Design an API Rate Limiter
Problem Context
🚦 A Rate Limiter controls how many requests a client can make to an API within a given time window. It's the traffic cop for your API.
Every major API you've used has rate limiting: Twitter limits tweets per hour, Stripe limits API calls per second, GitHub throttles unauthenticated requests. Without it, a single bad actor (or a bug in someone's script) could bring down your entire service.
Functional Requirements
Core Functional Requirements
- FR1: The system should limit requests based on a configurable rate (e.g., 100 requests per minute per user).
- FR2: The system should return appropriate responses when rate limits are exceeded (HTTP 429).

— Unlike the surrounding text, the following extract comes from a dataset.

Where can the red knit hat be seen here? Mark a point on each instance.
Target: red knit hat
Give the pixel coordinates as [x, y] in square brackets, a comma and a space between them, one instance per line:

- FR3: The system should support rate limiting by different identifiers (user ID, API key, IP address).
Out of Scope:
- Authentication and authorization (already established, like using JWT)
- Billing integration
- Request queuing
- Per-endpoint rate limits
Mentioning out-of-scope items shows the interviewer you understand the broader picture.
Non-Functional Requirements
Core Non-Functional Requirements
- NFR1: Rate limit checks should add < 5ms latency to requests.

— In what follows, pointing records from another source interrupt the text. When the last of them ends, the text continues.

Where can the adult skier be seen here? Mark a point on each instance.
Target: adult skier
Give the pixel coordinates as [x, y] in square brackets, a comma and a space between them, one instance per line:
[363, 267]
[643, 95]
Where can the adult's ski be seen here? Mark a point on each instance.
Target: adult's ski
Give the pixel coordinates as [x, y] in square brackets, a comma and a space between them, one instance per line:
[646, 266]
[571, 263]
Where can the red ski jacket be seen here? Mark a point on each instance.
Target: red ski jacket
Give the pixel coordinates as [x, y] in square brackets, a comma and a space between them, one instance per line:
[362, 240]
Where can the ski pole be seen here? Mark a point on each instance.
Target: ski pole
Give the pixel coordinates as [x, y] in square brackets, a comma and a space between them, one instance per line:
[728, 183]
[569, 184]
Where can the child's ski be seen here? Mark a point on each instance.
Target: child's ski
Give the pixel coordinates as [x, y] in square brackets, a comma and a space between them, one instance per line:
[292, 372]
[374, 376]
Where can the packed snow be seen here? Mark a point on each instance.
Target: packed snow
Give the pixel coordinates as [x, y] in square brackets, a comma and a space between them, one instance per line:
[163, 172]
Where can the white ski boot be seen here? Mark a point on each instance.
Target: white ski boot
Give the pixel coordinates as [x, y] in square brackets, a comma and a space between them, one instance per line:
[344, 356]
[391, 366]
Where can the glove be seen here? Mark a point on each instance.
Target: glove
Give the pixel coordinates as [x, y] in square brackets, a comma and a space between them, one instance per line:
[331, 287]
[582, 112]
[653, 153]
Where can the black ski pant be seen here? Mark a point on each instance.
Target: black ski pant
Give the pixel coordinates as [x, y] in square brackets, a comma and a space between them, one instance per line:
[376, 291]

- NFR2: The system should be highly available (99.99%+).
- NFR3: Rate limits should be accurate across distributed servers.
- NFR4: System should scale to handle 1M+ requests per second globally.
Here's the current whiteboard:

The Set Up
Defining the Core Entities
- Client: The entity making requests
clientId: Unique identifier (user ID, API key, or IP address)tier: Service tier (free, pro, enterprise)
- Rate Limit Rule: Configuration defining the limit
ruleId: Unique identifier for the ruleclientId: Which client this applies to (or*for default)limit: Max requests allowed (e.g., 100)windowSeconds: Time window duration (e.g., 60)burstLimit: Optional max burst (e.g., 150)
- Request Counter: Tracks requests in the current window
clientId: Who made the requestswindowKey: Current time window identifier (e.g.,14:05)count: Number of requests madeexpiresAt: When this counter resets
- Time Window: The period over which we count
start: Window start timestampdurationSeconds: Window length (60, 3600, etc.)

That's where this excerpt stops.